Queen's Counsel, broadcaster and author Geoffrey Robertson has achieved international fame by defending high-profile cases, often representing victims of alleged human rights abuses.
Here, at an event organised by Amnesty Australia, he gives a short history of human rights, from the Magna Carta to the present.
Geoffrey Robertson is an Australian-born QC and world-renowned human rights lawyer. He has been counsel in several landmark cases in Britain and Europe including defending Salman Rushdie, and the Oz Magazine trial, representing Tasmanian aborigines in their case against the Natural History Museum to prevent the Museum from experimenting on the remains of their ancestors, and arguing the Court of Appeal case which first defined "terrorism" for the purpose of British law.

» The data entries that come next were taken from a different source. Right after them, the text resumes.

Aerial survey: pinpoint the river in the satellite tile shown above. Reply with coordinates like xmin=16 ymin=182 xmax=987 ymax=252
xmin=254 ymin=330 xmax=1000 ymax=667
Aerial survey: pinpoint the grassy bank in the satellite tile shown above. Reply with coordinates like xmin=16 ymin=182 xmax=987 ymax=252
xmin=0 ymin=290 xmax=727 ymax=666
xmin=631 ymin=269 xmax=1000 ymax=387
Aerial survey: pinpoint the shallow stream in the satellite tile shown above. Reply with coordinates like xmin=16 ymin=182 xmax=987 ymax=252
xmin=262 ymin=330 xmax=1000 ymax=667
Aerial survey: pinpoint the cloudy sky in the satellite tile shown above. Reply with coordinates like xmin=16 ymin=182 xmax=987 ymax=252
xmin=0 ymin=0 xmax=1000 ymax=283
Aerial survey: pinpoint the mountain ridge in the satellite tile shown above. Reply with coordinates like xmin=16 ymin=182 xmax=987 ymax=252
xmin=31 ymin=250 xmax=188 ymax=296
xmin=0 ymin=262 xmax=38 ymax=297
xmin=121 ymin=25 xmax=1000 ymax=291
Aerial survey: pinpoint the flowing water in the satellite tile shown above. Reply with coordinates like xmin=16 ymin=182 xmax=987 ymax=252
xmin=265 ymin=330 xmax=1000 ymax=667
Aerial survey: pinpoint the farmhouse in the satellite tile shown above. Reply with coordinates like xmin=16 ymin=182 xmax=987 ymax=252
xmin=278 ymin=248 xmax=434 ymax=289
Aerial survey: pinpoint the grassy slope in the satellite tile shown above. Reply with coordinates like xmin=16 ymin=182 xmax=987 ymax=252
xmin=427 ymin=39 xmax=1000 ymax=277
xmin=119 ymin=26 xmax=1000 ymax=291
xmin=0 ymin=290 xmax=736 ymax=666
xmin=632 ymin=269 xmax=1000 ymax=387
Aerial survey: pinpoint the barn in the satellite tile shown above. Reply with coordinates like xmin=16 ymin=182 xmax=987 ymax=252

Robertson has served part-time as an United Nations appeal judge at its war crimes court in Sierra Leone. In 2008 The United Nations Secretary General appointed him as one of three distinguished jurist members to the UN's Internal Justice Council.
Robertson has published a number of books including The Statute of Liberty: How to Give Australians Back Their Rights, Crimes Against Humanity: The Struggle For Global Justice, The Tyrannicide Brief and The Justice Game. He is visiting Professor in Human Rights at Queen Mary College, University of London. He is also the host of television show Hypotheticals.